Virginia McCaskey Dies: Chicago Bears Owner’s Net Worth, House, and Investments

Virginia mccaskey dies

Virginia Halas McCaskey, the Chicago Bears’ major owner and daughter of team founder George Halas, died Thursday at 102.McCaskey has controlled the Bears since her father died in 1983. NFL commissioner Roger Goodell stated that she left a “legacy of class, dignity, and humanity” and that the “Bears that her father started meant the world to her.”

Mrs. McCaskey, one of founder George Halas’s two children, was born on January 5, 1923. She and her late husband, Ed McCaskey, reared eleven children in an unpretentious Des Plaines house. After her brother, George “Mugs” Halas Jr., died in 1979, she was set to inherit the team from her father. She did so upon his death on October 31, 1983, becoming one of the few women in athletics to occupy such a prestigious role. “He could have done things a different way,” she told the Sun-Times in an unusual interview in May 2018. 

Virginia represented 13 family members and owned around 80% of the Bears. On the board of directors, she voted on her family’s shares. It is unknown what will happen to that voting bloc following her death. When asked about the club’s future in recent years, George consistently stated that his mother had a plan to maintain the team inside the family following her death. The NFL requires each club to have a succession plan, albeit public specifics are murky. For years, Virginia, a fervent Catholic, cited her son, Pat, as saying the Bears would remain in the family until the “second coming.”

Witnessing Football History:

Halas purchased the franchise for $100 in 1920 and attended the historic convention in Canton, Ohio, establishing the American Professional Football Association. Two years later, it became the National Football League. The Staleys, who had moved from Decatur to Chicago the year prior, were renamed the Bears.
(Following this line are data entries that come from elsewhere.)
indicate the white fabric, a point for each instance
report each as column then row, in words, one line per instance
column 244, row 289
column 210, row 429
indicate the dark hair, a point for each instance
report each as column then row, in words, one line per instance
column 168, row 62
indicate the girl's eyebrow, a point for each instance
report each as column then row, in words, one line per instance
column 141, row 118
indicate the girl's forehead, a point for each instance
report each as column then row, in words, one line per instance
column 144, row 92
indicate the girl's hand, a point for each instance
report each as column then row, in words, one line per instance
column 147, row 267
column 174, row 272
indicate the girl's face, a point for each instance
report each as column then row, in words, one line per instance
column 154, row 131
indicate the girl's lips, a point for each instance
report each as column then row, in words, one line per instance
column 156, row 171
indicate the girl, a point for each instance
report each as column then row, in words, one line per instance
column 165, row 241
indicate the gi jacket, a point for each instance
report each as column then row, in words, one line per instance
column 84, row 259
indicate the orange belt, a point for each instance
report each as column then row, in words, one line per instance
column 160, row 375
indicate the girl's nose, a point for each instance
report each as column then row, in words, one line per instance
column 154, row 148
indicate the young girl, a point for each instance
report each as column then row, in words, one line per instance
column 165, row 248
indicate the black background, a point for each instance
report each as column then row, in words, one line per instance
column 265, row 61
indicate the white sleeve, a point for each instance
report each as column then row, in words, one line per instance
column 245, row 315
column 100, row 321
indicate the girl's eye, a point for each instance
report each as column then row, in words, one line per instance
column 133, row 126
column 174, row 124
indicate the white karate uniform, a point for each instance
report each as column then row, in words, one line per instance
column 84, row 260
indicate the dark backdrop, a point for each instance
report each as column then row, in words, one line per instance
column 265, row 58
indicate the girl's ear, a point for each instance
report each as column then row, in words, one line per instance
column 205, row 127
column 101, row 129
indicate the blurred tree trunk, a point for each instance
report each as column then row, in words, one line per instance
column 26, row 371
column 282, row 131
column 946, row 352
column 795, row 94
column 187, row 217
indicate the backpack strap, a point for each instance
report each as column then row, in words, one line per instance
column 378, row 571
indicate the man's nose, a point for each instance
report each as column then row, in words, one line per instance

After his 1925 collegiate season, Halas accompanied Red Grange on a barnstorming tour, which helped to legitimize the professional sport. He brought along his young daughter. When she attended the NFL’s inaugural championship game, Virginia was nine years old. “It’s a special feeling to be part of that Bears history, which was very significant in the survival and history of the team,” according to her. “And for George Halas.” 

The Challenges:

Virginia graduated in 1943. She and her husband had a strong relationship with running back Brian Piccolo, who died of cancer in 1970 after four seasons with the Bears. She learned not to get too close to Bears players before great running back Walter Payton joined the club. “After Brian Piccolo died, my husband Ed and I promised ourselves we wouldn’t be as personally involved with any of the players,” she remarked, eulogizing Payton in 1999. “We could follow that resolve until Walter Payton came into our lives.” Even in her late 90s, Virginia was an active franchise member.